Hûd sûresi hem üslûp hem de içerik bakımından bir önceki Yûnus sûresiyle büyük
bir benzerlik göstermektedir. Bu sûrede de ağırlıklı olarak Allah’ın varlığı,
birliği, O’nun iradesinin peygamberleri aracılığıyla vahy edildiği gerçeği ve
peygamberlik olgusunun gelmiş geçmiş toplumlardaki görünümü ele alınmakta, bazı
peygamberlerin kıssalarına Yûnus sûresinde özet olarak, burada ise daha geniş
bir şekilde yer verilmektedir. Nûh, Hûd, Sâlih, İbrâhim, Lût, Şuayb ve Mûsâ
peygamberlerin kıssaları anlatılmakta; Kur’an’ın mûcize oluşu, öldükten sonra
dirilme, hesap ve âhiret hayatıyla ilgili konulara yer verilmektedir.
16.
On birinci cüzde sadece beş âyeti geçmektedir.
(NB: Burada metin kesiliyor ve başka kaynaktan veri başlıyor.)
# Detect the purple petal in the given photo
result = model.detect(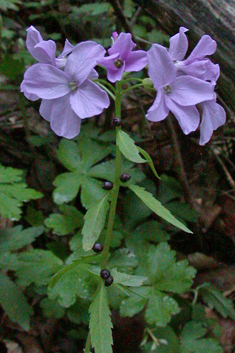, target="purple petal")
[169,76,214,106]
[98,53,119,71]
[199,101,226,146]
[26,26,43,56]
[107,63,126,82]
[166,97,200,135]
[33,40,56,65]
[187,35,217,61]
[50,95,81,139]
[23,64,70,99]
[65,41,105,84]
[147,44,177,89]
[70,80,109,119]
[108,32,136,60]
[146,90,169,122]
[20,80,39,102]
[125,50,148,72]
[58,39,74,59]
[39,98,54,121]
[169,27,188,60]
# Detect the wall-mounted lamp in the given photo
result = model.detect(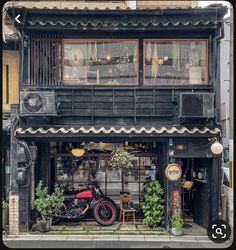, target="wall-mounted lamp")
[71,148,85,157]
[175,144,187,151]
[209,137,224,155]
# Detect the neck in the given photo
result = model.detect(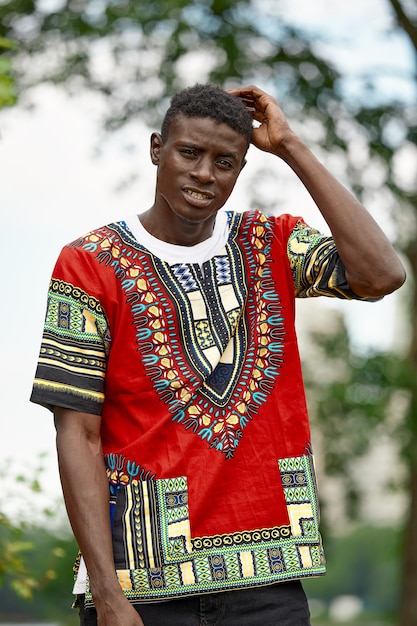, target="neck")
[138,208,216,246]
Hz. Peygamber, “Cuma günü Hûd sûresini okuyunuz” (Dârimî, “Fezâilü’l-Kur’ân”,
17) buyurarak sûrenin faziletine,
شَيَّبَتْنِي هُودٌ وَالْوَاقِعَةُ وَالْمُرْسَلاَتُ وَ عمَّ يَتَسَاءَلُونَ وَإذَا
الشَّمْسُ كُوِّرَتْ
“Hûd sûresi ve kardeşleri beni ihtiyarlattı” meâlindeki hadisiyle de ağır
sorumlulukları hatırlatan bir içeriğe işaret etmektedir.
Hûd sûresinin kardeşleri aynı hadisin devamında “Vâkıa, Hâkka, Mürselât, Nebe’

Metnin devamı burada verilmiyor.